Die Geschäftsführung hat sich mit den eiligen Maßnahmen zur Neuausrichtung von Comet nicht nur Freunde gemacht. In einem anonym verbreiteten Papier wird dem alleinigen Besitzer von Comet, Karl-Heinz Voß, vorgeworfen, den Betriebsrat aushebeln zu wollen, um nach Entlassungen mit einem Börsengang "schnell abzocken" zu können.

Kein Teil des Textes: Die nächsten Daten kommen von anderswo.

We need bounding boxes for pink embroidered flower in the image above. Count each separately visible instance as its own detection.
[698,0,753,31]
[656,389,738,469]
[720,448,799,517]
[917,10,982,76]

Die guten Zeiten der Nixdorf-Ära sind längst passé. Bei Siemens-Nixdorf wurde Comet vernachlässigt, schließlich erst in die Q.4 IBS GmbH ausgegliedert, dann an Baan verkauft und bald an Karl-Heinz Voß weitergereicht. Seither ist die Firma für Entwicklung und Support zuständig, während die Rechte und damit die Einnahmen bei der von Voß gegründeten Comet AG, Hannover, liegen.

Die neue Führung ist ausgesprochen aktiv. Die einst in Business-Basic programmierte Software steht kurz vor der Freigabe für Windows NT und erhält eine Web-Oberfläche. Zudem entstehen neue Features auf Java-Basis. Noch in diesem Jahr wollte die Comet AG am Börsenboom teilhaben und Aktien ausgeben. Doch aufgrund der internen Querelen droht die erhoffte Geldspritze von Investoren und Aktionären zumindest vorläufig auszubleiben.

Die Modernisierung von Comet wird allgemein akzeptiert. Q.4-IBS-Geschäftsführer Karl-Heinz Plünnecke: "Wenn wir mit der Altsoftware weiterarbeiten, sind wir in einem Jahr tot." Der Zeitrahmen für Teilprojekte war aber wohl einigen Mitarbeitern zu eng gesetzt.

Für einen Börsengang sind jedoch weitere Umstrukturierungen nötig. Die Voß gehörende Q.4 IBS soll im Vorfeld ihre Scheinselbständigkeit verlieren und als Tochtergesellschaft in dessen Comet AG integriert werden. Dabei stört der Betriebsrat. Plünnecke beklagt sich: "Wenn ich für jede Zuordnung von Büros für Mitarbeiter erst mit dem Betriebsrat reden muss, komme ich nicht mehr dazu, das Produkt voranzubringen." Damit spielt er jedoch die Probleme herunter.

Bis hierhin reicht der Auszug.